I hope this is helping.
I see what you mean now. Thanks.
Who or where is your source for Dio? I would like to follow up...
Also, as for water...
It is not just water... It is Jesus first "sign" of seven, like seven days of creation. I am not sure that each sign is meant to be a tit for tat parallel, but by pointing out that one and two are one and two while leaving the others to be figured out seems to suggest that the link I am suggesting may have that 'first day' kind of significance too. If that is right, it demonstrates that Jesus has the same Spirit as is found "in the begining" (Gen 1:1 & Jn 1:1) where on the first day the spirit acted on the water and new things began to happen.
Sounds thin to me too, but then I am looking for more evidence to support it. The Dio thing has more points of contact to be sure, and may well point to new Creation as well, as you are suggesting.
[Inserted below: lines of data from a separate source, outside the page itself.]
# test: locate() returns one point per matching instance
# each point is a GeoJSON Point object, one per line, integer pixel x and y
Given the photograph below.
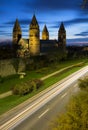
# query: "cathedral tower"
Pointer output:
{"type": "Point", "coordinates": [34, 37]}
{"type": "Point", "coordinates": [45, 33]}
{"type": "Point", "coordinates": [62, 35]}
{"type": "Point", "coordinates": [17, 33]}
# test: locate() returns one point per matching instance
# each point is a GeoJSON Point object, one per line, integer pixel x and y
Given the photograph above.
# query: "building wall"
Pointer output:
{"type": "Point", "coordinates": [7, 67]}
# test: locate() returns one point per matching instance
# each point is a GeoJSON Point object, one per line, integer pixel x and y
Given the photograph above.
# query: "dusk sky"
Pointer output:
{"type": "Point", "coordinates": [49, 12]}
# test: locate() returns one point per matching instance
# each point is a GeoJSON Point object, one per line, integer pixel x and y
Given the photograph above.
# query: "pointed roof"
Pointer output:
{"type": "Point", "coordinates": [17, 25]}
{"type": "Point", "coordinates": [34, 20]}
{"type": "Point", "coordinates": [45, 29]}
{"type": "Point", "coordinates": [62, 27]}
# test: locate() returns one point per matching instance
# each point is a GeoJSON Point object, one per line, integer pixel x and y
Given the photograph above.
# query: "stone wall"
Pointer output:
{"type": "Point", "coordinates": [8, 67]}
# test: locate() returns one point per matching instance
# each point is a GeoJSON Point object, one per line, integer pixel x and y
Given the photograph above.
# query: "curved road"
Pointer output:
{"type": "Point", "coordinates": [26, 119]}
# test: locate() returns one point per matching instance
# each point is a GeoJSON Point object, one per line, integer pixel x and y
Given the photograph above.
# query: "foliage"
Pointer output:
{"type": "Point", "coordinates": [76, 117]}
{"type": "Point", "coordinates": [83, 84]}
{"type": "Point", "coordinates": [15, 63]}
{"type": "Point", "coordinates": [27, 87]}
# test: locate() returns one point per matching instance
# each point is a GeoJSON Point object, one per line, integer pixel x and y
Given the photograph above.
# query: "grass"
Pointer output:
{"type": "Point", "coordinates": [9, 81]}
{"type": "Point", "coordinates": [11, 101]}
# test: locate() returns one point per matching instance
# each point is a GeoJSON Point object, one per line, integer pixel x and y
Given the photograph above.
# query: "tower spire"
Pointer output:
{"type": "Point", "coordinates": [62, 35]}
{"type": "Point", "coordinates": [17, 33]}
{"type": "Point", "coordinates": [34, 37]}
{"type": "Point", "coordinates": [45, 33]}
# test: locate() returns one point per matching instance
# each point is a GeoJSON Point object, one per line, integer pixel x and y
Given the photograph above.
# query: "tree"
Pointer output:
{"type": "Point", "coordinates": [15, 63]}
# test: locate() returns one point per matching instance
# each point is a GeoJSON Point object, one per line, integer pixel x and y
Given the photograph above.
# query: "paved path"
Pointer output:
{"type": "Point", "coordinates": [43, 78]}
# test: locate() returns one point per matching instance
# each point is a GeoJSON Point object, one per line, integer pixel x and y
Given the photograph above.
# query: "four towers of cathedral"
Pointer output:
{"type": "Point", "coordinates": [34, 35]}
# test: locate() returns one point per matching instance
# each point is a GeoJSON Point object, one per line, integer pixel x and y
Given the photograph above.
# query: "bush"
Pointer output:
{"type": "Point", "coordinates": [1, 80]}
{"type": "Point", "coordinates": [27, 87]}
{"type": "Point", "coordinates": [83, 84]}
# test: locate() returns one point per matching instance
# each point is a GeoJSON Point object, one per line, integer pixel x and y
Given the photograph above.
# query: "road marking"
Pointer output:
{"type": "Point", "coordinates": [63, 95]}
{"type": "Point", "coordinates": [43, 113]}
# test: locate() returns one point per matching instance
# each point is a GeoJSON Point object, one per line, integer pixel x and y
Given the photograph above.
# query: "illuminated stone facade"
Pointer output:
{"type": "Point", "coordinates": [62, 35]}
{"type": "Point", "coordinates": [34, 37]}
{"type": "Point", "coordinates": [34, 45]}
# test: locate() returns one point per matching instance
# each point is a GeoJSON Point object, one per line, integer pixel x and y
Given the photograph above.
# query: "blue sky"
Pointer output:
{"type": "Point", "coordinates": [49, 12]}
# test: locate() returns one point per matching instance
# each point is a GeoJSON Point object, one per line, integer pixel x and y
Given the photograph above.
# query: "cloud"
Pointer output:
{"type": "Point", "coordinates": [67, 23]}
{"type": "Point", "coordinates": [53, 4]}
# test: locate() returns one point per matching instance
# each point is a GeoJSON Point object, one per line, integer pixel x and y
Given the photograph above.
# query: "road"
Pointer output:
{"type": "Point", "coordinates": [36, 115]}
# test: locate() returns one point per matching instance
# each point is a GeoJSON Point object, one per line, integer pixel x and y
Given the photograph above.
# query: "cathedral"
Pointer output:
{"type": "Point", "coordinates": [34, 45]}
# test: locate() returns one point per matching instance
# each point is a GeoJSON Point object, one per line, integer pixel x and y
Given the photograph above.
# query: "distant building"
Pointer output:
{"type": "Point", "coordinates": [34, 45]}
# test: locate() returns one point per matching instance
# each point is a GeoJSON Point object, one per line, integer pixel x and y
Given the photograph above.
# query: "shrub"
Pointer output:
{"type": "Point", "coordinates": [83, 84]}
{"type": "Point", "coordinates": [27, 87]}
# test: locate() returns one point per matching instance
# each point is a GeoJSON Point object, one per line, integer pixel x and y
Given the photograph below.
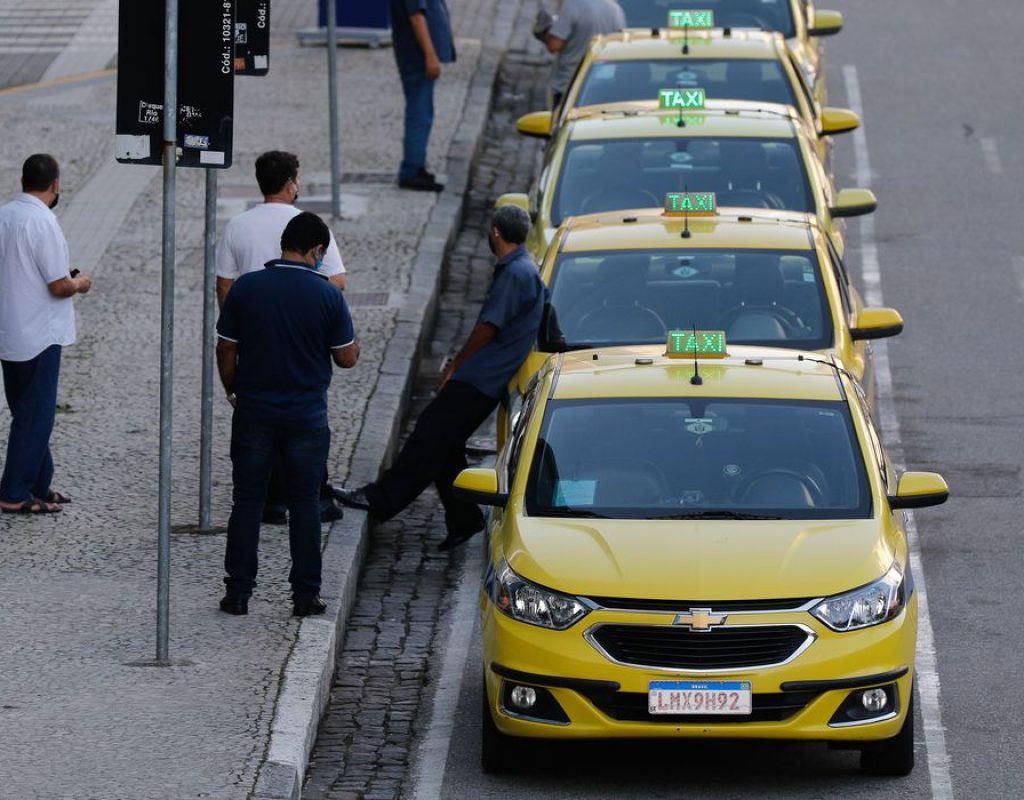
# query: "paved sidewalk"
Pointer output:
{"type": "Point", "coordinates": [77, 591]}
So, like putting a puzzle together, I will take the pieces and try them this way and that, set one aside and try another this way and that until I find a fit.
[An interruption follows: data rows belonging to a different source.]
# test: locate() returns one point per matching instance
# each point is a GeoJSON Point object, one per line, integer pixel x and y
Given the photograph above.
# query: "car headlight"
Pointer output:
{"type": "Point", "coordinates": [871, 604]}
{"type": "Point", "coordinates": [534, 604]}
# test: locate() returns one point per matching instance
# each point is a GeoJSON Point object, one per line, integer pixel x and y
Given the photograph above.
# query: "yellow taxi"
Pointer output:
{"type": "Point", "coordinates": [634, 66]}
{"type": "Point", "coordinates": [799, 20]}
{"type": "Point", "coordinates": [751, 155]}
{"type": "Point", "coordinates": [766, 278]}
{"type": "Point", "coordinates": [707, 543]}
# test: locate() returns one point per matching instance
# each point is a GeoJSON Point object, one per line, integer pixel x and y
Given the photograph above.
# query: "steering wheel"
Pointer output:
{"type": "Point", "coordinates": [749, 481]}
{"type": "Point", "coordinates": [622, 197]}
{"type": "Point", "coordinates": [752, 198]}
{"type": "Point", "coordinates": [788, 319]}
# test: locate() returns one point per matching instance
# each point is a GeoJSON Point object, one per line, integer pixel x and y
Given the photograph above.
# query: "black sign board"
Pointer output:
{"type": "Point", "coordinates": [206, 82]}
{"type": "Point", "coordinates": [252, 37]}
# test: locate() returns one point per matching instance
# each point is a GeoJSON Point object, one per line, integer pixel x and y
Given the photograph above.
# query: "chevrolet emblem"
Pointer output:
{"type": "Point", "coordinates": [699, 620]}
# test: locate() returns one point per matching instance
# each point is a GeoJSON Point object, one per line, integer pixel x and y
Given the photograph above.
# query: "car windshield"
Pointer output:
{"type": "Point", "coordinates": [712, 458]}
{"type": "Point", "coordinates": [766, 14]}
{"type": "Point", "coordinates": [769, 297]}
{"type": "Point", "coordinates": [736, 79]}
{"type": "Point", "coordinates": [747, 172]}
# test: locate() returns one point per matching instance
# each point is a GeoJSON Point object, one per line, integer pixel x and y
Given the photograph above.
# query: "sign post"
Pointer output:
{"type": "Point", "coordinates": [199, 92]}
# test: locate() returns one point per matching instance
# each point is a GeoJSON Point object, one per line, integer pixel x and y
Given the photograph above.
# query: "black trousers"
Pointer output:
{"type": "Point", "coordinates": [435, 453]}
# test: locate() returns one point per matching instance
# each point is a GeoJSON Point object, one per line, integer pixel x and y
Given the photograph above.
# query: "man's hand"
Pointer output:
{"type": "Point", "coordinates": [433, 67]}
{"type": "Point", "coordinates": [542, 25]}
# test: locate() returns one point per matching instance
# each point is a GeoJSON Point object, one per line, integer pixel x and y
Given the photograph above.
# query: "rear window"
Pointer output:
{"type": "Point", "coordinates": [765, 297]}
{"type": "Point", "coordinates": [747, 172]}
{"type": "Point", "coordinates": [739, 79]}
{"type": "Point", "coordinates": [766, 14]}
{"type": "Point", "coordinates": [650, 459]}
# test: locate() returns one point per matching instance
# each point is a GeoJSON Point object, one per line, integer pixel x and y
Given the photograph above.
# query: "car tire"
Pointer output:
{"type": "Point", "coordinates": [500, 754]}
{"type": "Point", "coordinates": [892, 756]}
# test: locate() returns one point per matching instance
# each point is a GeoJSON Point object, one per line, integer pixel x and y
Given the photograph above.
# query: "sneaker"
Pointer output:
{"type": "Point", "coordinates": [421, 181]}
John overall seems to be stressing New Creation is some profound and overt ways that the other gospels do not. I figure that should be enough to put my nose on the scent as I follow these leads. Intuition plays a role here. However, I am the kind that likes to see intuition backed up with some solid arguable results before I am willing to gell with it.
Meanwhile, my thought advances like this: since we have a book on New Creation (fairly well established) and there are seven signs roughly coinciding with seven days of creation (partly est) then the fact that the first sign is to turn water into something else seems a reasonable scent on the wind to pursue....
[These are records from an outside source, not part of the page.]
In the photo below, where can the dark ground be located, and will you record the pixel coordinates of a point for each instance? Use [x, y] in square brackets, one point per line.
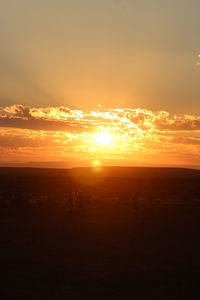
[130, 235]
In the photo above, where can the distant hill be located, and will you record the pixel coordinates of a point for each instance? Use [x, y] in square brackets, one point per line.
[117, 172]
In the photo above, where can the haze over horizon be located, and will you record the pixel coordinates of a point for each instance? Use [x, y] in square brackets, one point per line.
[100, 82]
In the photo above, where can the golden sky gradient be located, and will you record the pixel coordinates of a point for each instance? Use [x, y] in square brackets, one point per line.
[139, 59]
[109, 136]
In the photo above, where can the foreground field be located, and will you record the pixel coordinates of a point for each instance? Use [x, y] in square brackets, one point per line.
[119, 236]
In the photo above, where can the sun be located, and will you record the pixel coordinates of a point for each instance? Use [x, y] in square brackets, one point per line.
[103, 138]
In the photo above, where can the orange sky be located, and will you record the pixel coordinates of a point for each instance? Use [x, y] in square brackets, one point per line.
[111, 136]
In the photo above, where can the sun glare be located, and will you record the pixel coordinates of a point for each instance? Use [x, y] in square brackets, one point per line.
[103, 138]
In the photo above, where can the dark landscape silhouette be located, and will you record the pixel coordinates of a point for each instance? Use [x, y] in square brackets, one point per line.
[120, 233]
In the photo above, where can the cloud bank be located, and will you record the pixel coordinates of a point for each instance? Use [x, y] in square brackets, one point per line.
[61, 133]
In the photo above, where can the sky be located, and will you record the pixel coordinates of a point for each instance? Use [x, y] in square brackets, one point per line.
[101, 59]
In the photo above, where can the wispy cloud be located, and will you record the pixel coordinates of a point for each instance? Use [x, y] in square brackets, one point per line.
[56, 133]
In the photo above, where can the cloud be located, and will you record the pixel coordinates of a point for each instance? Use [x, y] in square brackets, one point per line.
[57, 133]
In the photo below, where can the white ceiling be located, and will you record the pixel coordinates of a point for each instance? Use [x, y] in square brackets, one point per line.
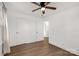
[25, 8]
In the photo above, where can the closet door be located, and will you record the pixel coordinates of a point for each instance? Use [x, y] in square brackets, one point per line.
[40, 30]
[25, 31]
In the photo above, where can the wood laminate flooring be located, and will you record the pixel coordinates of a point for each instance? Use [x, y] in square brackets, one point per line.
[38, 49]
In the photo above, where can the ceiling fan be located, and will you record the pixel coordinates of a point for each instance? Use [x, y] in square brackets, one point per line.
[43, 6]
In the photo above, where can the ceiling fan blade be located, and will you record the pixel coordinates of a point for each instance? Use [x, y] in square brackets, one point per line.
[36, 9]
[54, 8]
[36, 3]
[46, 3]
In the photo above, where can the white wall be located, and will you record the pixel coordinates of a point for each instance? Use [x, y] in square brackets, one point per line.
[64, 28]
[24, 29]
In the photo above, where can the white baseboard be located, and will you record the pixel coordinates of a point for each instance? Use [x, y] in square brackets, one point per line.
[62, 47]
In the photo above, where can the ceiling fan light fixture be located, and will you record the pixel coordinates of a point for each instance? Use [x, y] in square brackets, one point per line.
[43, 9]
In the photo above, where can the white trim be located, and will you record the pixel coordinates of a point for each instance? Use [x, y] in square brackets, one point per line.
[62, 47]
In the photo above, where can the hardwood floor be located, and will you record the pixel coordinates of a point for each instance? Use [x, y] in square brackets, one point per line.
[38, 49]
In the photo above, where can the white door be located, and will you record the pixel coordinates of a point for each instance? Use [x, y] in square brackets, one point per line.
[40, 30]
[25, 31]
[0, 30]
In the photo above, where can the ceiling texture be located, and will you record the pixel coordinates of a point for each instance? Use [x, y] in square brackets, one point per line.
[25, 8]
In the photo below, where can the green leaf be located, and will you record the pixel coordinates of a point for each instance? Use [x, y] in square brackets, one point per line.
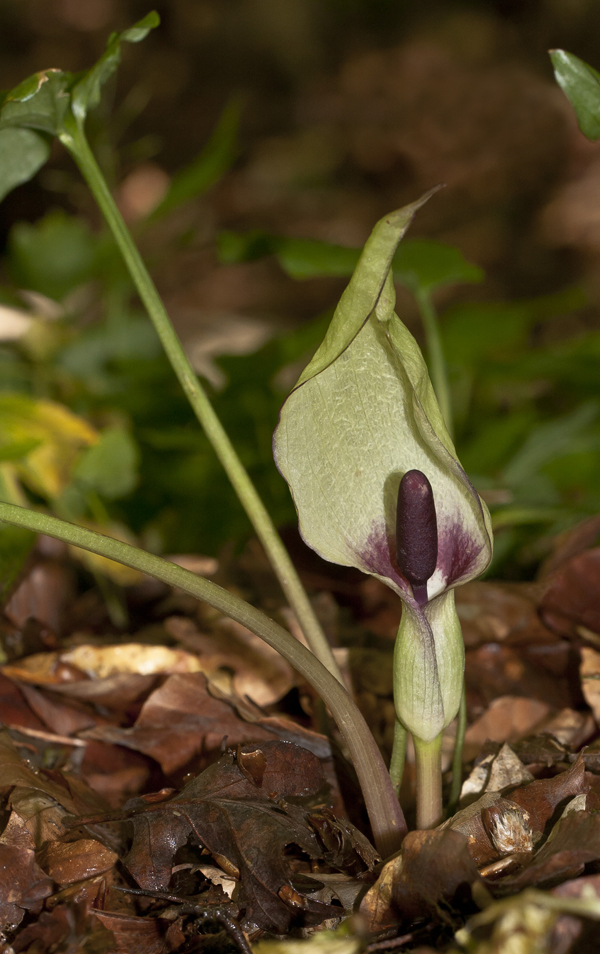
[40, 102]
[86, 92]
[44, 101]
[110, 466]
[581, 85]
[424, 265]
[53, 256]
[365, 289]
[214, 160]
[22, 153]
[15, 546]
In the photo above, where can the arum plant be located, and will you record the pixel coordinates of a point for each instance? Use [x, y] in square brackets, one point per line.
[377, 485]
[56, 103]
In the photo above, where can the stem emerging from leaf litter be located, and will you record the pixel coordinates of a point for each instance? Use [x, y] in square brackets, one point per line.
[75, 141]
[429, 782]
[439, 378]
[385, 814]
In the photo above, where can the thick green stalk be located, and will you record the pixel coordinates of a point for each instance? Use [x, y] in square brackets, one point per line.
[77, 144]
[461, 728]
[398, 756]
[385, 814]
[429, 782]
[435, 354]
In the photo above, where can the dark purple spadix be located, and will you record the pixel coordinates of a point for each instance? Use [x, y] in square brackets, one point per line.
[416, 530]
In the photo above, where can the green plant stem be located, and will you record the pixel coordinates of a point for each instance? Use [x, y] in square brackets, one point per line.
[76, 142]
[429, 782]
[398, 756]
[435, 353]
[385, 814]
[461, 728]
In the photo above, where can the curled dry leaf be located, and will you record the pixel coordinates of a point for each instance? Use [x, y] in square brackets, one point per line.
[495, 826]
[507, 719]
[77, 860]
[259, 672]
[67, 927]
[574, 842]
[495, 771]
[589, 671]
[499, 612]
[133, 935]
[433, 872]
[100, 662]
[571, 598]
[245, 823]
[23, 884]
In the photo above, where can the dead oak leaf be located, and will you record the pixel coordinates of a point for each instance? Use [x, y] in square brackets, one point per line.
[573, 843]
[244, 821]
[23, 884]
[182, 719]
[432, 874]
[135, 935]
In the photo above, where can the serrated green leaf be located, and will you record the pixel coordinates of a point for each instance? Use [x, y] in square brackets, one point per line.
[86, 92]
[22, 153]
[580, 83]
[214, 160]
[40, 102]
[110, 466]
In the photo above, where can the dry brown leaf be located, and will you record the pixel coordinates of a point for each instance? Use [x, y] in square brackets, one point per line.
[507, 719]
[181, 720]
[260, 672]
[76, 860]
[589, 671]
[433, 872]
It may yet prove to be a blind alley. But it holds some real promise in my view. Thanks for your continued consideration. Think on it a bit and if it begins gelling or if it gets stumped, tell me what you are finding...
I will note that Jesus death and resurrection are the seventh sign. A new man. A new Adam. The gardener.
That would coincide with the sixth day of old creation, not the seventh. And thus I do not see a tit for tat parallel, but on the same token, the point of New Creation is discontinuity with the old as well as continuity. The trick is in seeing which things are the same and which change.
That's all for now....
I definately see where you're coming from now. I think it makes sence and is worth questing into.
I'll think on it, ask some questions and get back to you.